Jalouse, elle tue son amie et rivale

Jalouse, elle tue  son amie et rivale

Dès qu’elle est rentrée à la salle d’audience, entourée de deux policiers, elle a fondu en larmes. Avec sa djellaba verte, son foulard blanc orné de fleurs verts, rouges et roses et une sandale, elle se tient dans le box des accusés. Sans même que le président lui donne la permission de parler, elle commence à clamer son innocence.

Nous sommes à la chambre criminelle près la Cour d’appel de Casablanca. Cette jeune fille de vingt-six ans, célibataire et sans emploi, est poursuivie dans une affaire de meurtre.
«Je n’ai jamais pensé à tuer quelconque», affirme-t-elle.

Cette jeune célibataire qui semble avoir tué son amie pour un jeune homme qu’elles aiment toutes les deux continue à clamer son innocence arguant qu’elle a juste touché sa victime par une paire de ciseaux.

«Je l’ai touchée juste pour l’empêcher de me donner un coup de couteau qu’elle portait dans son sac à main», précise-t-elle.
Le président de la Cour lui explique que le rapport du médecin légal atteste que la mort est survenue suite à la blessure causée par la paire de ciseaux. En entendant cette phrase, la jeune fille n’arrive plus à fixer du regard le président de la Cour.
Selon le procès-verbal, toutes les deux se sont entichées d’une seule personne, un jeune qui semble avoir l’intention de passer des moments avec les deux sans être ni sérieux ni sincère. La veille du jour lors duquel le crime a été commis, il a partagé le même lit avec la victime. Jalouse, la mise en cause a appelé son amie, la victime, pour lui reprocher d’avoir couché avec la personne qu’elle aime. Elles se sont rencontrées pour commencer à se reprocher mutuellement.
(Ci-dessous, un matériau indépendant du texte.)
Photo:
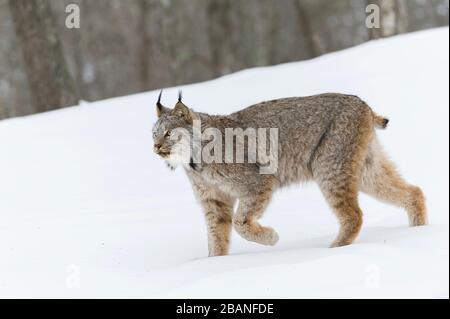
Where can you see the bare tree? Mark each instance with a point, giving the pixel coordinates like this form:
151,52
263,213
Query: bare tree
394,19
49,80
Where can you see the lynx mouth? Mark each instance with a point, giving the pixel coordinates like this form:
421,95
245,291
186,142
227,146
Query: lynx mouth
163,153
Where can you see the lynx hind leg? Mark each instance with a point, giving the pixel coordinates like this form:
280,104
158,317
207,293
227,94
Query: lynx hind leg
336,167
342,196
381,180
250,209
218,216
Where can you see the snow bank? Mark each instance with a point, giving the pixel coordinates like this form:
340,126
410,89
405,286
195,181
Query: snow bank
87,210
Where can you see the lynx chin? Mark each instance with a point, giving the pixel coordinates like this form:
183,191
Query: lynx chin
327,138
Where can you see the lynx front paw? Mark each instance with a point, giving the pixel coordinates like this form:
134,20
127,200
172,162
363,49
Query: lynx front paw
256,233
269,236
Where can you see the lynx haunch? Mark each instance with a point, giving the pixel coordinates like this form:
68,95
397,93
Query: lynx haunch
327,138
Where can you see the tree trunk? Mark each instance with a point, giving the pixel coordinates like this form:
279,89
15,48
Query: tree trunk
393,18
49,79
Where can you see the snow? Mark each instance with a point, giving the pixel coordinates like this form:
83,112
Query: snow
87,209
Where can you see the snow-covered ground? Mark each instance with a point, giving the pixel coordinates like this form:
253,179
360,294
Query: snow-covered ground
87,209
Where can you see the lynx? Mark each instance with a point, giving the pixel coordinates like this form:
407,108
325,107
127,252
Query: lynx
327,138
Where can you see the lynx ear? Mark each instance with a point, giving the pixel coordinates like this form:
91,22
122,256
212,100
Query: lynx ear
182,110
160,109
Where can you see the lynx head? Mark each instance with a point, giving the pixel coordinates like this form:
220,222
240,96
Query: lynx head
172,132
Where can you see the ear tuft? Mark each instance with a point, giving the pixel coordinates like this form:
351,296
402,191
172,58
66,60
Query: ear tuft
160,109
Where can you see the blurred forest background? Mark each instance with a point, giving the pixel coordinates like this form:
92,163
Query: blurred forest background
128,46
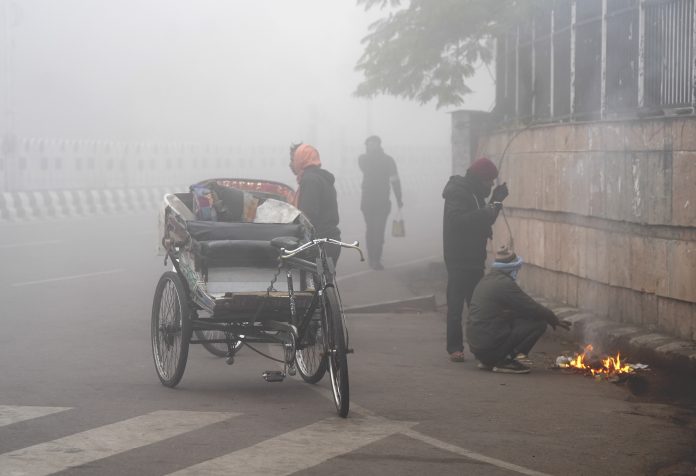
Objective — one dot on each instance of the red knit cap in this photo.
(484, 169)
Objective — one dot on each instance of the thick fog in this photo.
(216, 72)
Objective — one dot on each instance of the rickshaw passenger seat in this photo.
(287, 242)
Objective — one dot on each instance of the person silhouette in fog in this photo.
(380, 176)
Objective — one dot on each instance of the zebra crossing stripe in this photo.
(10, 414)
(300, 449)
(105, 441)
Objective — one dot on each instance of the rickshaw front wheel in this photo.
(170, 329)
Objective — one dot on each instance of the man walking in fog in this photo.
(467, 226)
(379, 177)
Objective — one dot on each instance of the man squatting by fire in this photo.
(504, 322)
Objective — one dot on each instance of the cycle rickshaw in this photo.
(229, 241)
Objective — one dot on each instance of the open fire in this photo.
(609, 366)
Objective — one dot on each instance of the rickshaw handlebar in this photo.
(312, 243)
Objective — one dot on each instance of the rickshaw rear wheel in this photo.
(336, 352)
(170, 329)
(310, 358)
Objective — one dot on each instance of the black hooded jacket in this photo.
(317, 200)
(467, 225)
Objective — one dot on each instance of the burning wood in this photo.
(607, 367)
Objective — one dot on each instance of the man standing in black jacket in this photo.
(467, 226)
(504, 322)
(379, 177)
(316, 194)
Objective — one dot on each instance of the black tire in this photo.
(336, 354)
(310, 360)
(170, 329)
(218, 350)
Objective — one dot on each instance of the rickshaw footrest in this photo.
(273, 376)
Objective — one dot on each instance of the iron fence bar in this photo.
(552, 64)
(670, 43)
(692, 55)
(681, 66)
(517, 73)
(603, 65)
(533, 73)
(573, 36)
(641, 54)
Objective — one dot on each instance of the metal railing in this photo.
(597, 59)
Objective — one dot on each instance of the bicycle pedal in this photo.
(273, 376)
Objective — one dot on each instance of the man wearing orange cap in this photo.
(467, 226)
(316, 194)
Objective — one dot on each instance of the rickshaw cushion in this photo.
(248, 253)
(211, 230)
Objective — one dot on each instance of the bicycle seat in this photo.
(287, 242)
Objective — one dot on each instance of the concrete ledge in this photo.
(418, 303)
(638, 344)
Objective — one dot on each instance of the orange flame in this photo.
(610, 365)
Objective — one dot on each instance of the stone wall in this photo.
(604, 213)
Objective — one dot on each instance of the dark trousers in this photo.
(375, 223)
(460, 287)
(333, 251)
(524, 333)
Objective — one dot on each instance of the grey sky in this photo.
(230, 72)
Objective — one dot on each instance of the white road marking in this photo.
(105, 441)
(471, 454)
(300, 449)
(67, 278)
(410, 432)
(10, 414)
(400, 265)
(31, 243)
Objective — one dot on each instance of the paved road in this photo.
(79, 394)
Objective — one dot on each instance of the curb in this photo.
(653, 348)
(418, 303)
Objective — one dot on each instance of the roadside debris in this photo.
(609, 368)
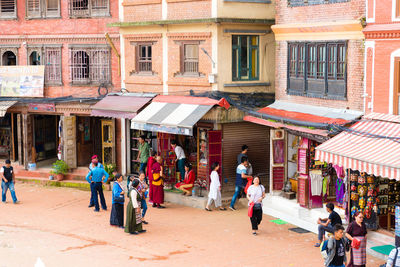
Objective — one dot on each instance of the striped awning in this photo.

«Je l’ai invitée à un café à Sidi Othman pour discuter. Mais elle me lançait des reproches à haute voix», précise la mise en cause.
Toutes les deux ont quitté le café pour aller chez la victime qui a commencé à insulter son amie et la qualifier de prostituée. Hors d’elle, la mise en cause a sorti de son sac une paire de ciseaux avec laquelle elle a asséné à son amie et rivale deux coups au niveau du cœur. La fille a lancé un cri strident puis s’est effondrée. Affolée, la mise en cause a pris ses jambes à son cou. Mais elle a été arrêtée le même jour.
Verdict : Jugée coupable pour coups et blessures ayant entraîné la mort sans l’intention de la donner, elle a écopé de 10 ans de réclusion criminelle.